20/11/11

Circundam-me mortos vivos
que querem comer as paredes do meu estômago.
E arranham-me as pontas dos dedos,
esmagam o meu canal auditivo,
apertam-me o nariz
e tapam-me os pulmões,
esgotam o oxigénio
e não me deixam respirar.

Martelam-me as memórias de outro dia,
como cantigas de sereias
que me querem afogar.
E são como promessas ao contrário,
correntes de ferro,
que me suspendem a centímetros do meu corpo,
e não me deixam entrar na minha cabeça,
me fazem gravitar em torno da minha vida.

E a sensação que tenho é que por um lado sou esmagada dentro de mim,
por outro lado sou expelida de mim própria,
e, enquanto mastigam as paredes do meu estômago,
tudo se banha em sangue espesso,
enquanto assisto aos meus movimentos,
como se estivesse presa do outro lado do espelho.

Tenho saudades dos dias em que as dores eram como penas doces,
porque tudo o que sinto agora são pedras dentro dos pulmões,
e rios por detrás dos olhos.

Tenho saudades dos dias em que não havia passado,
porque tudo o que sou agora é pedaços espalhados na atmosfera.

Quero ter-me de volta,
quero ter-me de volta,
para me poder dar a ti.

12/11/11

vê-me

Não vês os olhos inundados em buracos negros,
não vês os sonhos derramados em pesadelos cegos,
não desemaranhas os nós que crio,
não vês os meus ombros trementes de frio,
não me dás um casaco,
não me acertas o passo,
não me afagas os cabelos nem por um pedaço,
não me acendes a luz do quarto antes de ires,
não me aqueces a cama antes de vires,
não vês os passos quebrados
nem as vezes que caí aos bocados,
não sentes o medo em que foi o meu coração,
não sabes as águas que o afogarão.

Se o medo mata a nossa casa,
são melhores os meus buracos que te dão aflição.
E falta-me o tempo em que eu tinha certezas,
ou que me visses, então.

06/11/11

Na maior parte das vezes a angústia que sinto é um emaranhado disforme e de fonte desconhecida, como se o meu corpo rejeitasse o próprio espírito, ou o espírito rejeitasse o corpo.

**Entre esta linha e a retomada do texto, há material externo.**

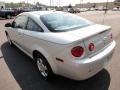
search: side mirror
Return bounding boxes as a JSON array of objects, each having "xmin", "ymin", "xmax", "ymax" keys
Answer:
[{"xmin": 5, "ymin": 23, "xmax": 12, "ymax": 27}]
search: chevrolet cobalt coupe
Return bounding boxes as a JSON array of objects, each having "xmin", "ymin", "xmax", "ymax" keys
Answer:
[{"xmin": 5, "ymin": 11, "xmax": 116, "ymax": 80}]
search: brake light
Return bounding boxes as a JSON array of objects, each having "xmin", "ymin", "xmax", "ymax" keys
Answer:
[
  {"xmin": 88, "ymin": 43, "xmax": 95, "ymax": 51},
  {"xmin": 71, "ymin": 46, "xmax": 84, "ymax": 57},
  {"xmin": 110, "ymin": 33, "xmax": 113, "ymax": 39}
]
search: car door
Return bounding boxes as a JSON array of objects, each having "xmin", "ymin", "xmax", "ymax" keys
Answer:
[
  {"xmin": 23, "ymin": 18, "xmax": 43, "ymax": 54},
  {"xmin": 11, "ymin": 15, "xmax": 28, "ymax": 47}
]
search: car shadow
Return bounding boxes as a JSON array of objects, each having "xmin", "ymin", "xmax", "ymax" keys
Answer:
[
  {"xmin": 1, "ymin": 42, "xmax": 110, "ymax": 90},
  {"xmin": 0, "ymin": 17, "xmax": 13, "ymax": 20}
]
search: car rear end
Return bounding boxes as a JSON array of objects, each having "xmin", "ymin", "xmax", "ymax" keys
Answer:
[{"xmin": 54, "ymin": 25, "xmax": 116, "ymax": 80}]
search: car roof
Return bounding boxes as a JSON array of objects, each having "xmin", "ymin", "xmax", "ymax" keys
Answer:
[{"xmin": 20, "ymin": 11, "xmax": 60, "ymax": 16}]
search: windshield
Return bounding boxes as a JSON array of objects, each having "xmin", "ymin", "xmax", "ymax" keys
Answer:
[{"xmin": 41, "ymin": 12, "xmax": 93, "ymax": 32}]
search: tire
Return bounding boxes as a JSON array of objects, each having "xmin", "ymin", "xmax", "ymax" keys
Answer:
[
  {"xmin": 6, "ymin": 14, "xmax": 12, "ymax": 19},
  {"xmin": 7, "ymin": 35, "xmax": 13, "ymax": 46},
  {"xmin": 35, "ymin": 54, "xmax": 53, "ymax": 80}
]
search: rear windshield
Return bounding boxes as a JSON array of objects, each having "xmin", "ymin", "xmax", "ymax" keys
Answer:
[{"xmin": 40, "ymin": 13, "xmax": 93, "ymax": 32}]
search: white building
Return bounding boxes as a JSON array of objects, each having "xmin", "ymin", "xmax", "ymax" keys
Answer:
[{"xmin": 0, "ymin": 2, "xmax": 5, "ymax": 9}]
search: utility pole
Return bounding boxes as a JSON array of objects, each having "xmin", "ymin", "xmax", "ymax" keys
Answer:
[{"xmin": 50, "ymin": 0, "xmax": 51, "ymax": 9}]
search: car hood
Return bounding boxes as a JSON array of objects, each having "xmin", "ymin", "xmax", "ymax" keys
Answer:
[{"xmin": 37, "ymin": 24, "xmax": 111, "ymax": 44}]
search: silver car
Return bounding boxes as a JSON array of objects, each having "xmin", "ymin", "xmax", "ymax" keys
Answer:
[{"xmin": 5, "ymin": 11, "xmax": 116, "ymax": 80}]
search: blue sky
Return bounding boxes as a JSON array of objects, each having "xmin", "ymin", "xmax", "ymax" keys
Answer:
[{"xmin": 0, "ymin": 0, "xmax": 114, "ymax": 6}]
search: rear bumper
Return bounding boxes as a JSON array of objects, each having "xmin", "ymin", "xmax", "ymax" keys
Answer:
[{"xmin": 64, "ymin": 41, "xmax": 116, "ymax": 80}]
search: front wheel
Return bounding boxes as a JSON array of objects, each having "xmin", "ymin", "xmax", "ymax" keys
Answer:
[{"xmin": 36, "ymin": 54, "xmax": 53, "ymax": 79}]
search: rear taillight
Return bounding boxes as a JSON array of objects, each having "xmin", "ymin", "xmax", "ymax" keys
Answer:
[
  {"xmin": 88, "ymin": 43, "xmax": 95, "ymax": 51},
  {"xmin": 71, "ymin": 46, "xmax": 84, "ymax": 57},
  {"xmin": 110, "ymin": 33, "xmax": 113, "ymax": 39}
]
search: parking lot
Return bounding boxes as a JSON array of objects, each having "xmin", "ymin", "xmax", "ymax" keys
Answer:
[{"xmin": 0, "ymin": 11, "xmax": 120, "ymax": 90}]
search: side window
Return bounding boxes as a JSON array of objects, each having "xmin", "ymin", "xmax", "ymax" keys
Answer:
[
  {"xmin": 26, "ymin": 18, "xmax": 43, "ymax": 32},
  {"xmin": 13, "ymin": 16, "xmax": 28, "ymax": 29}
]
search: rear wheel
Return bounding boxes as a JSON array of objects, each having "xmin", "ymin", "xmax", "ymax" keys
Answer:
[
  {"xmin": 6, "ymin": 14, "xmax": 12, "ymax": 19},
  {"xmin": 35, "ymin": 54, "xmax": 53, "ymax": 79}
]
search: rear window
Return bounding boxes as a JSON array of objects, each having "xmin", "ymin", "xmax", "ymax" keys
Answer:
[{"xmin": 40, "ymin": 12, "xmax": 93, "ymax": 32}]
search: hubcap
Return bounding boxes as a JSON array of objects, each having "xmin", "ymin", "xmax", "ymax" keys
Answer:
[
  {"xmin": 37, "ymin": 58, "xmax": 48, "ymax": 77},
  {"xmin": 7, "ymin": 15, "xmax": 10, "ymax": 19},
  {"xmin": 7, "ymin": 36, "xmax": 12, "ymax": 45}
]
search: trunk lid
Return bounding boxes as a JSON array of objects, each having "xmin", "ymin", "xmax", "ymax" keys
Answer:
[{"xmin": 66, "ymin": 24, "xmax": 112, "ymax": 57}]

Sem nunca haver paz.

05/11/11

aos teus olhos

Fotografia por Alexandre Abreu.

04/11/11

que não morra a pouca arte

Uma prenda de aniversário, um projecto de início de aulas e um projecto de verão.
Gostava de ter arte para escrever um livro com tudo aquilo que aprendi.
Gostava de ter fé para voltar a (d)escrever o que se passa dentro de mim.

lá fora, inverno

Charlie

oásis

O pano de fundo da existência humana é a dor e o sofrimento. Tudo o resto são oásis de ilusão que irrompem no horizonte e que nunca poderão durar. O propósito de ser da existência humana é a procura desses oásis de felicidade. Mas até Einstein explicou que o tempo está contra nós, que se estende pela sede, voando na saciedade.

03/11/11

É estranho o lugar do passado dentro de mim. Finalmente arrumadas no devido lugar, raramente me assaltam as memórias de lugares vazios e esfomeados. E quando pondero sobre as coisas que passaram, tudo soa a ecos longínquos da chuva. Os rios não param de correr. E falo como se vivesse em verão pleno, mas só metaforicamente, porque tu sabes que comigo é ao contrário, que o calor me faz comichão e que o vento gelado me sabe a casa. Casa é chuva e folhas secas no chão e casacos e botas. Casa é o aconchego de cobertores e do ar aquecido por termoventiladores. Casa é os teus olhos sorridentes e a tua barba fofinha na minha bochecha. Casa é os teus dedos dos pés entrelaçados nos meus. Casa é as tuas costas macias, as tuas orelhas entre os meus dedos, o teu nariz e a tua boca. É estranho procurar escuridão dentro de mim e encontrar apenas conforto, procurar dúvida e perceber que, finalmente, cheguei a casa. É estranho ter uma pessoa como casa, é estranho querer uma casa com uma pessoa.